Tout simplement parce que mon but est de faire du football au niveau professionnel, et comme on est un pays de football très développé avec des joueurs qui ont un niveau exceptionnel, la concurrence est extrêmement rude. Moi je n’ai jamais vraiment eu l’opportunité de percer en France, je n’ai pas fait de centre de formation, je n’ai pas eu le parcours du professionnel en France. C’est pour ça que je me suis tourné vers l’étranger, vers des pays qui sont peut-être un peu moins connotés foot et voilà pourquoi je suis venu en Finlande. Bien sûr que si j’avais le niveau pour jouer à un niveau professionnel, en France, je ne m’en priverais pas et je serais en train de jouer en France. Donc je ne joue pas en Finlande par défaut mais finalement c’est une expérience.

Y a-t-il un pays dans lequel tu aimerais jouer plus tard ?

La France par exemple si c’était au niveau professionnel, mais sinon dans des pays qui paraissent plus abordables pour moi au niveau professionnel, en Asie. Pour avoir pu goûter à cette expérience quand je suis parti en essai à Singapour, c’est vraiment quelque chose qui m’a beaucoup plu. Il y a une vraie ferveur dans les pays comme la Thaïlande, la Malaisie, et si je pouvais atteindre un niveau professionnel là-bas, ce serait super intéressant pour moi. 

Est-ce possible d’être professionnel en D3 finlandaise ou as-tu un travail à côté ?
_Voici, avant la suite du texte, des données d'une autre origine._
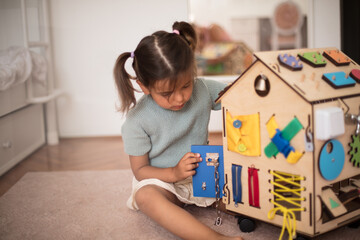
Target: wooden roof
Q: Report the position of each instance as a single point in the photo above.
(308, 79)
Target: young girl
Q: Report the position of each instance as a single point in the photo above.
(160, 128)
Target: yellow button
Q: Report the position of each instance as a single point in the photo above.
(242, 147)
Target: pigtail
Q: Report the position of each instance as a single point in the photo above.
(123, 83)
(187, 32)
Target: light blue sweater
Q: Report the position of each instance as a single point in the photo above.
(167, 135)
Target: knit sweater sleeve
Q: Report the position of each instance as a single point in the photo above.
(136, 140)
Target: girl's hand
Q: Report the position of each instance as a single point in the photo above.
(186, 166)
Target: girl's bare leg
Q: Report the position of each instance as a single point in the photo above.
(164, 208)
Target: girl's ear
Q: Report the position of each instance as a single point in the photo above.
(143, 88)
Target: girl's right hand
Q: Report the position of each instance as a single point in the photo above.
(186, 166)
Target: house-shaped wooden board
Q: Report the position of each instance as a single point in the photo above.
(288, 117)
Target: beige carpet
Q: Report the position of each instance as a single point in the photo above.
(91, 205)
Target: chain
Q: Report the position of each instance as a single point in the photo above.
(217, 195)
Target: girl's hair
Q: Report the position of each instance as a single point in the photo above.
(162, 55)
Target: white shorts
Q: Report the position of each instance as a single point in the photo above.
(182, 190)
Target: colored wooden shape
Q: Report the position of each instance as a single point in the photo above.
(355, 74)
(338, 80)
(290, 62)
(331, 163)
(332, 202)
(204, 179)
(315, 59)
(337, 57)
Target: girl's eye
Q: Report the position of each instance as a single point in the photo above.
(187, 85)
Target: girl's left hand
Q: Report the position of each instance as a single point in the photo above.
(186, 166)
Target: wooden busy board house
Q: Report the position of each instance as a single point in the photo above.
(291, 140)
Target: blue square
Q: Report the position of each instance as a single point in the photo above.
(204, 179)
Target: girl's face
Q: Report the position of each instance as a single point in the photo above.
(169, 97)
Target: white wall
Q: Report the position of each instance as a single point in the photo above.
(206, 12)
(324, 29)
(88, 35)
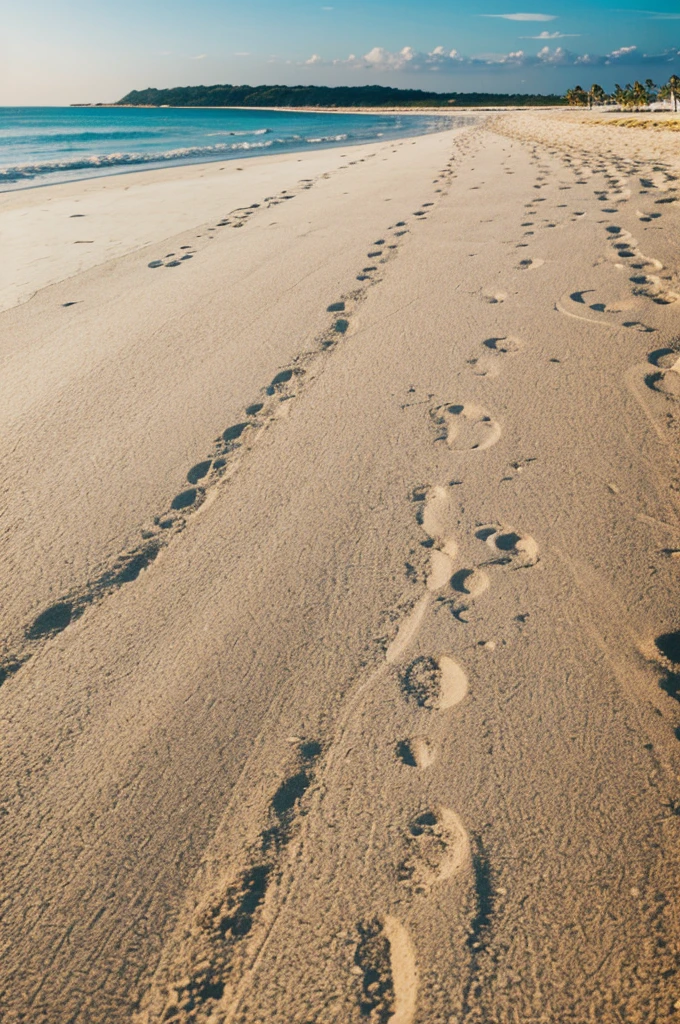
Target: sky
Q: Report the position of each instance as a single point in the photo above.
(61, 51)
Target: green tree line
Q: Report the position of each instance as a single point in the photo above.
(630, 96)
(320, 95)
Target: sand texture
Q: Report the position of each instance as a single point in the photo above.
(340, 623)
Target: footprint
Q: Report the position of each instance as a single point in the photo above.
(520, 550)
(205, 961)
(184, 500)
(52, 620)
(408, 630)
(417, 752)
(385, 961)
(198, 472)
(667, 380)
(435, 683)
(467, 427)
(472, 583)
(439, 848)
(505, 345)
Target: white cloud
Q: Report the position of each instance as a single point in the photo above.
(523, 17)
(553, 35)
(622, 52)
(409, 60)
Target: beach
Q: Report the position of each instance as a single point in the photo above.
(340, 654)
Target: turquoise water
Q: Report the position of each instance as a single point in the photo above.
(41, 145)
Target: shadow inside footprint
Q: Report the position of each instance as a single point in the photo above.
(52, 620)
(197, 472)
(183, 500)
(669, 645)
(231, 434)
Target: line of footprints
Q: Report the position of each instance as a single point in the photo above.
(439, 846)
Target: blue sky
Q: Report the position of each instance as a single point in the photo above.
(60, 51)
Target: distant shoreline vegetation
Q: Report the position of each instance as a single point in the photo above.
(324, 96)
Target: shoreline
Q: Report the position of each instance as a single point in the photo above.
(94, 172)
(46, 218)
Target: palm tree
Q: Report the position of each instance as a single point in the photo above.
(577, 96)
(670, 91)
(596, 94)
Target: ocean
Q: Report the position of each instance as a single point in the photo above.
(45, 144)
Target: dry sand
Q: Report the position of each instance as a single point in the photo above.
(340, 625)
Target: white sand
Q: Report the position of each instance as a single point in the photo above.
(378, 722)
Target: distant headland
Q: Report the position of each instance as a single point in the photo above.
(324, 96)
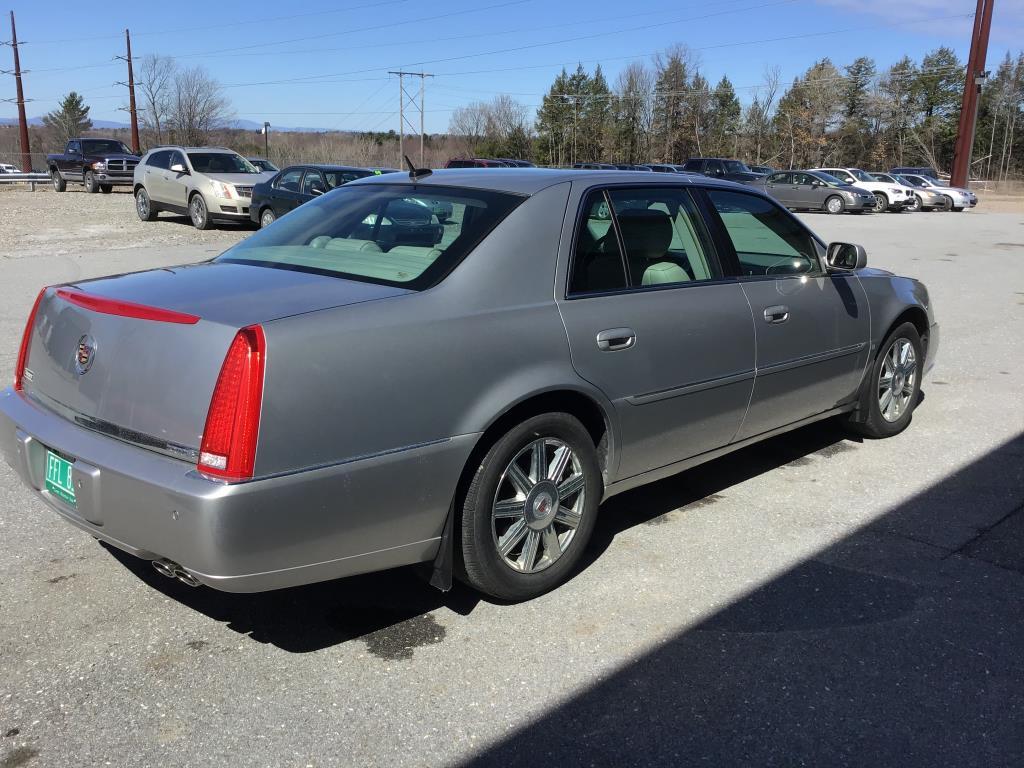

C’est possible, je sais qu’il y a quelques joueurs qui arrivent à en vivre mais c’est une grande minorité. Moi pour le coup je ne peux pas vivre complètement du foot, donc j’ai bossé à côté un petit peu cette saison, ça n’a pas été facile car il y a des moments où j’ai réussi à trouver un job mais il y aussi eu des moments où je me suis retrouvé sans rien donc parfois c’est compliqué…

As-tu déjà rencontré des personnes qui ont un parcours similaire au tien, qui n’ont pas fait de centre de formation mais qui souhaitent devenir professionnel ?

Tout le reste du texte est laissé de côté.